The Home Office is facing a judicial review over its decision to ignore a Grenfell Tower inquiry's recommendation to implement personal emergency evacuation plans for disabled people.

Members of Claddag, a group of residents who are disabled or have health conditions and are living in homes affected by the cladding and building safety crisis, have sent a pre-action protocol letter that argues the decision is a breach of the public sector equality duty and the European Convention on Human Rights.

In October 2019, a consultation on Personal Emergency Evacuation Plans (PEEPs) made the following recommendations in relation to disabled residents:

"e)[…] that the owner and manager of every high-rise residential building be required by law…to prepare personal emergency evacuation plans for all residents whose ability to self-evacuate may be compromised (such as persons with reduced mobility or cognition)."; and

f) […] that the owner and manager of every high-rise residential building be required by law to include up-to-date information about persons with reduced mobility and their associated PEEPs in the premises information box."

The Prime Minister initially said he supported adopting all of the recommendations made in the report.

However, in May 2022, the Home Office published its response to the PEEPS consultation, which detailed plans not to implement the two recommendations concerning evacuating disabled people.

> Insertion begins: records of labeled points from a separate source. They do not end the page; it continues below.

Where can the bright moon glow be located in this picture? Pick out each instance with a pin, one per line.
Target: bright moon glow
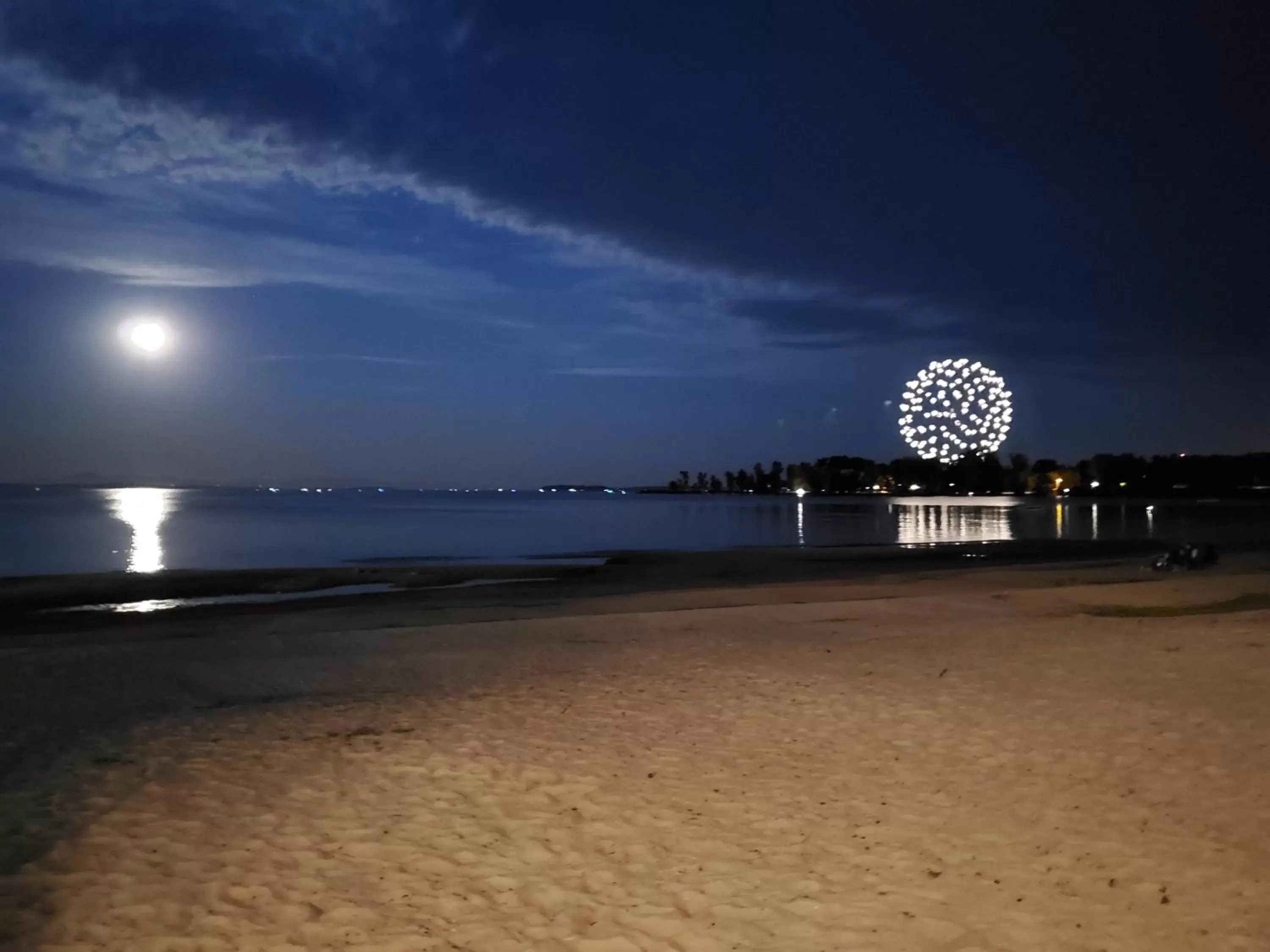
(955, 409)
(149, 337)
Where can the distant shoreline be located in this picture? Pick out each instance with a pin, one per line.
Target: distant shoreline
(25, 600)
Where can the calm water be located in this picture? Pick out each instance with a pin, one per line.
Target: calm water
(148, 530)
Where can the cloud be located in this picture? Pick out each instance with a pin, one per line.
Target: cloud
(625, 372)
(846, 172)
(360, 358)
(162, 250)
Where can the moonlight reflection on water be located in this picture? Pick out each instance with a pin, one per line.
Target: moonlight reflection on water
(145, 511)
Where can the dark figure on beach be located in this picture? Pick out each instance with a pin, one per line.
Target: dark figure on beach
(1185, 558)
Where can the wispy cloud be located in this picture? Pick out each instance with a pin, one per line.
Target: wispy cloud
(625, 372)
(361, 358)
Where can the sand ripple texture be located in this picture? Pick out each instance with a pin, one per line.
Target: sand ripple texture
(818, 794)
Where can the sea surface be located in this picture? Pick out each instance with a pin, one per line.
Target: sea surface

It said this was due to concerns around safety, practicality, and proportionality.

Instead, it announced it would introduce "an alternative package of initiatives that supports the fire safety of residents whose ability to self-evacuate may be compromised".

The decision prompted Claddag's founders, Sarah Rennie and Georgie Hulme, to pursue a legal challenge.

Late last month (30 May), their lawyers, Bhatt Murphy Solicitors, wrote in a pre-action protocol letter that it is "difficult to convey the degree of upset, outrage and betrayal felt by affected disabled persons and Bereaved, Survivors and Residents of Grenfell, including those who lost loved ones with disabilities in the fire at Grenfell Tower, as a result of your client's decision taken on the eve of the fifth anniversary of the fire."

The letter outlined the following grounds of argument:

  1. Failure to have regard to the key rationale (and expert evidential foundation) for the Chair's PEEPs recommendations;
  2. Breach of legitimate expectation by failing to consult on departure from the PEEPs recommendations;
  3. Unfairness in the PEEPs consultation process, which has deprived consultees of a fair opportunity to address fundamental matters relied on in the decision;
  4. Breach of the public sector equality duty in s.149 of the Equality Act 2010;
  5. Breach of Article 2 and/or Article 14 (read with Article 2) of the European Convention on Human Rights ("ECHR") in failing to put in place an adequate system to safeguard the life of disabled residents in the event of fire and/or in failing to cater for the different needs of disabled persons unable to independently evacuate from high-rise residential buildings.

The letter called upon the Home Office to confirm that it will withdraw the decision and commit to implementing the PEEPs recommendations.

It also asked for an explanation of the decision-making process between the closure of the PEEPs consultation and the decision in question.

A spokesperson for the Home Office said: "Our fire reforms will go further than ever before to protect vulnerable people as we are determined to improve the safety of residents whose ability to self-evacuate may be compromised.

 "That is why we have launched a new public consultation seeking views on an alternative package of initiatives, building on the information garnered from the Personal Emergency Evacuation Plans consultation, that enhance the safety of those residents."